Costco Beats Expectations Across the Board
Costco exceeded analysts’ estimates for earnings, revenue, and same-store sales, which rose +8% excluding gasoline and foreign exchange impacts. This follows a +9.1% increase in the previous quarter, outperforming estimates of +6.3%.
Notable is the high single-digit growth in Costco’s non-food merchandise. This performance is likely supported by its high-income customer base and growing market share, particularly compared to competitors like Walmart and Target.
Despite tariffs, Costco continues to perform well. Management confirmed that most merchandise for the domestic market is sourced within the U.S., limiting dependency on imports to about 25% of U.S. sales.
Q2 Earnings Expectations and Sector Trends
Looking beyond Costco and AutoZone, S&P 500 Q2 earnings are expected to grow by +5.4% year-over-year, with revenues increasing by +3.7%. This marks a slowdown compared to Q1, which saw +12% earnings growth on +4.7% revenue growth.
From April to now, Q2 earnings estimates for 15 of 16 Zacks sectors have declined, with Transportation, Autos, Energy, Basic Materials, and Construction experiencing the most significant cuts. Only the Aerospace sector saw an increase in estimates.
Estimates for the Tech and Finance sectors, which contribute over 50% of S&P 500 earnings, have also been revised down. However, the trend for the Tech sector appears to be stabilizing, as indicated in recent analyses.

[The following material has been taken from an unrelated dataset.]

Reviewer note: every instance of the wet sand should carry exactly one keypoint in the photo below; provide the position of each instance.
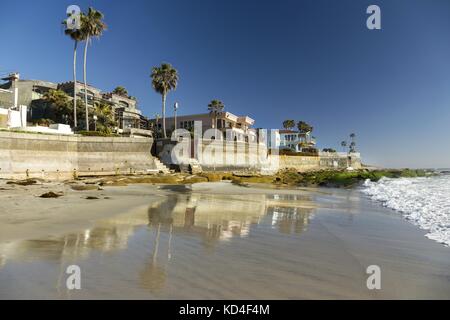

Annual Earnings Projections and Market Dynamics
Similar trends are evident in annual earnings estimates. Analysts suggest that easing tariff uncertainties may have contributed to this stabilization. Initial revisions followed early April tariff announcements, but concerns about punitive tariffs lessened, aiding steady revisions.

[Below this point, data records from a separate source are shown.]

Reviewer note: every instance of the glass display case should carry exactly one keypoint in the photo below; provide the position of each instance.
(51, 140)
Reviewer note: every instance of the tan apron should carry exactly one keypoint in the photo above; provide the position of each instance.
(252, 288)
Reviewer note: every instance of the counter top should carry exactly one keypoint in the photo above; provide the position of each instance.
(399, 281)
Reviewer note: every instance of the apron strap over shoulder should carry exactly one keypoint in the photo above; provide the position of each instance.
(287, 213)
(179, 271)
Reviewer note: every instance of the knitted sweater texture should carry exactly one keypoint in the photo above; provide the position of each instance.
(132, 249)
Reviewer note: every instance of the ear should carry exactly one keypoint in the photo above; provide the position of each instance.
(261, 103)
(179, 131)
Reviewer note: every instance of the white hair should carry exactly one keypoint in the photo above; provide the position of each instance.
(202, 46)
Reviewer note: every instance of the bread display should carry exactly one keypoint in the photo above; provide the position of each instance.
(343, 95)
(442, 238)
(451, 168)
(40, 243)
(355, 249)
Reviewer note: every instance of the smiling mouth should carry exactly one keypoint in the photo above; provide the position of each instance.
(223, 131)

The upcoming Q2 earnings and revenue growth expectations continue to be evaluated against historical performance over the last five quarters.

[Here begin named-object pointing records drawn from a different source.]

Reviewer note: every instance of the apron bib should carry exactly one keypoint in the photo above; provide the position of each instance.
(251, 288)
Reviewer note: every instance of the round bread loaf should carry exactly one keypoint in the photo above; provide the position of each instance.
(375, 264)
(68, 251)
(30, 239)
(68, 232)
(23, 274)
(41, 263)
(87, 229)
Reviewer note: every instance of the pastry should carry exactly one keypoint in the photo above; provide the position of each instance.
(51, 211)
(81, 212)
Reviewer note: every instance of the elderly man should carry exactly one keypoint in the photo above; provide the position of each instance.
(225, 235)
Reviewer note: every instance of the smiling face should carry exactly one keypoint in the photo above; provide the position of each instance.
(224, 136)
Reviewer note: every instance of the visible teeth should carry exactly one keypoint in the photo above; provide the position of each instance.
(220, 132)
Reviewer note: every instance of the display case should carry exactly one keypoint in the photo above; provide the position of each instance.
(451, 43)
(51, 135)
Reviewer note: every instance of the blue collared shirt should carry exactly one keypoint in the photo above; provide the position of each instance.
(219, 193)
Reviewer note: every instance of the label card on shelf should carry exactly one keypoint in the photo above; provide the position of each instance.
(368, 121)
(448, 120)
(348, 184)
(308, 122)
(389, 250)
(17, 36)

Current Q1 Earnings Status
As of May 30th, Q1 earnings season is nearly completed, with 490 S&P 500 members (98% of the index) reporting results. Earnings are up +11.9% year-over-year on +4.8% revenue growth, with 74.1% of companies surpassing EPS estimates and 63.3% exceeding revenue estimates.
Historical context shows that the EPS beats percentage of 74.1% is below the 20-quarter average of 78.4%. Similarly, the revenue beats percentage of 63.3% lags behind the 5-year average of 71.2%.
For more insights into the earnings landscape, check our weekly Earnings Trends report.
Conclusion
The performance of Costco and AutoZone sets a strong tone for the upcoming earnings season, amid broader trends showing both growth and caution across various sectors. Stakeholders should prepare for ongoing earnings updates as the season unfolds.
The views and opinions expressed herein do not necessarily reflect those of Nasdaq, Inc.